Freisians DO look wonky. To square. :lol:


----------



## COWCHICK77 (Jun 21, 2010)

I am just speaking from the experience of a cowboy perspective, but in a work and a large herd situation no one wants to deal with heat cycles.
Mares are used mainly for reproduction. Anyone that has turned a mare out with a herd of geldings knows that it disrupts the hierarchy, hence the reason why big ranches never had mares for saddle horses running with the geldings.
_Posted via Mobile Device_


----------



## riccil0ve (Mar 28, 2009)

Joidigm said:


> Freisians DO look wonky. To square. :lol:


Glad I'm not alone! Lol. I don't like how their neck ties in. And boxy is a good way to describe it. Not long enough for the long legs, haha.
_Posted via Mobile Device_


----------



## SorrelHorse (Apr 9, 2009)

This is what selenie-weanie has to say about guys and geldings. :lol:


----------



## Dreamcatcher Arabians (Nov 14, 2010)

LOL, mare ears! Says it all without making a sound.


----------



## jamesqf (Oct 5, 2009)

Well, I'm a guy and I have a mare - the only horse I've ridden, really. Sure, she can be a little persnikity at times, and she does tend to act as though I'm her idiot child (but when it comes to riding, I AM an idiot child, so that's ok), but I wouldn't trade her.
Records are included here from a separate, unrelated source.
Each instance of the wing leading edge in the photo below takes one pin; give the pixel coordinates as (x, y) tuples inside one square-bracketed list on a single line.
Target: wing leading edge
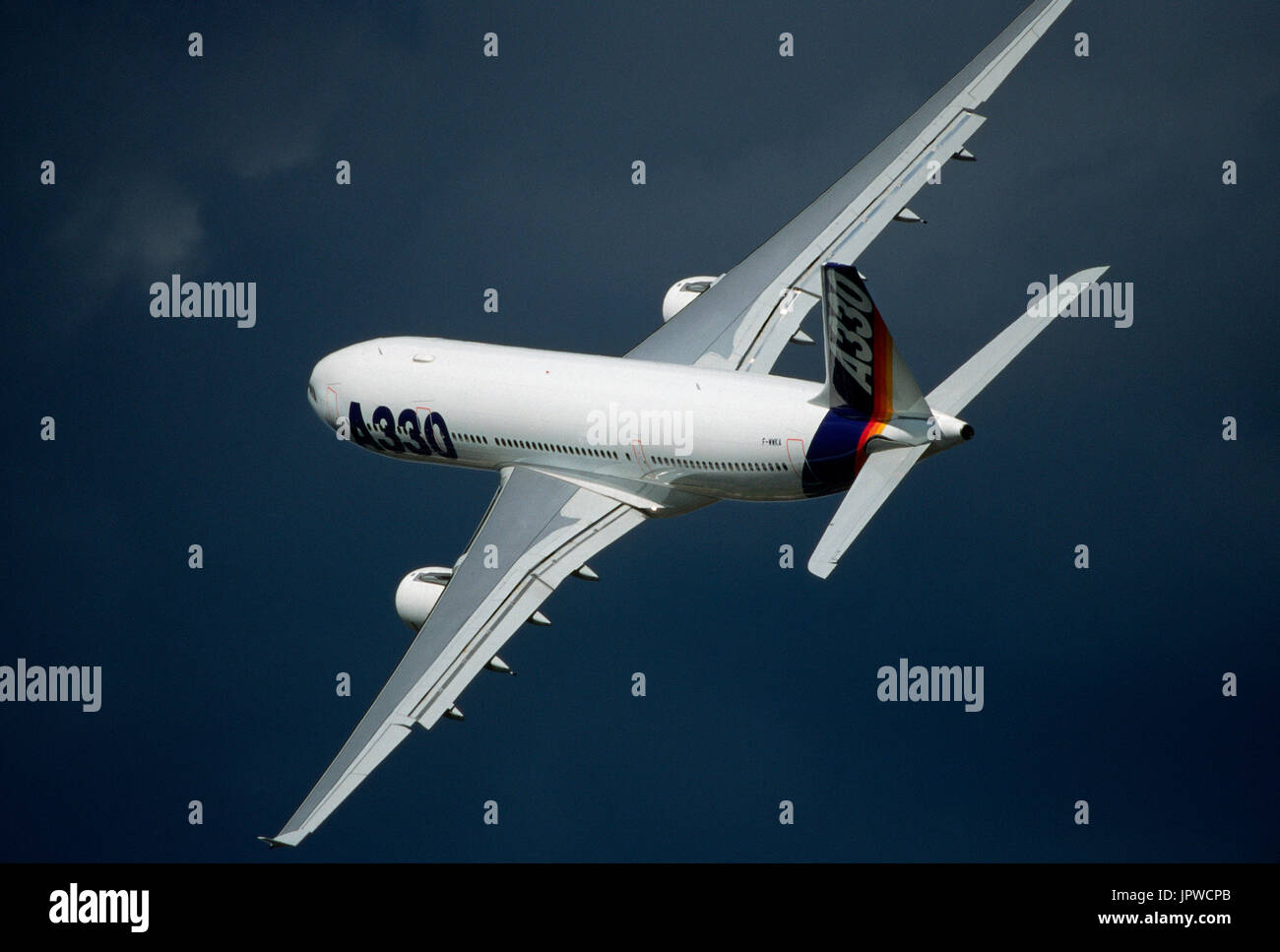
[(543, 529), (745, 319)]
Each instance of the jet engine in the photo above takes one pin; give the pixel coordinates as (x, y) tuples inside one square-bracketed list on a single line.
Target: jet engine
[(682, 291), (418, 592)]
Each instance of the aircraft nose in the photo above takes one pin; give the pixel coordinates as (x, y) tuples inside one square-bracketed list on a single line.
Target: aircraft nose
[(323, 391)]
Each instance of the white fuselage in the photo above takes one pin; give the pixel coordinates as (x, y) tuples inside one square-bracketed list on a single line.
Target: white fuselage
[(715, 432)]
On the other hand, I am not the kind of guy who feels that he has to go around putting on a show of how macho he is. Most of my human friends are women, too.


----------



## riccil0ve (Mar 28, 2009)

Oh mare ears! I call this "The Many Faces of Gracie," although she has many more. =P


----------



## countrylove (Oct 18, 2012)

My first horse was a gelding. My newest adoption is a mare. I have ridden many many horse of both sexes. I don't have a personal preference. It all depends on the individual horse.

What's interesting is where I am from the argument is not sex based but breed based. I have an Arab, my room mate has an OTTB. We live in cow country, home of the QH. I constantly have to defend my love of Arabs. They are not flighty, crazy, hot, unpredictable, blah blah blah... She is smart, too smart and sensitive but she is nothing like the stereotype  

 Forget what other people think, take it as a grain of salt


----------



## Darrin (Jul 11, 2011)

It definately not a guy thing, I know plenty of men who love mares and plenty of women who love gelding. Personally, I love all horses but prefer to own geldings but if I find a good mare I likely will buy her.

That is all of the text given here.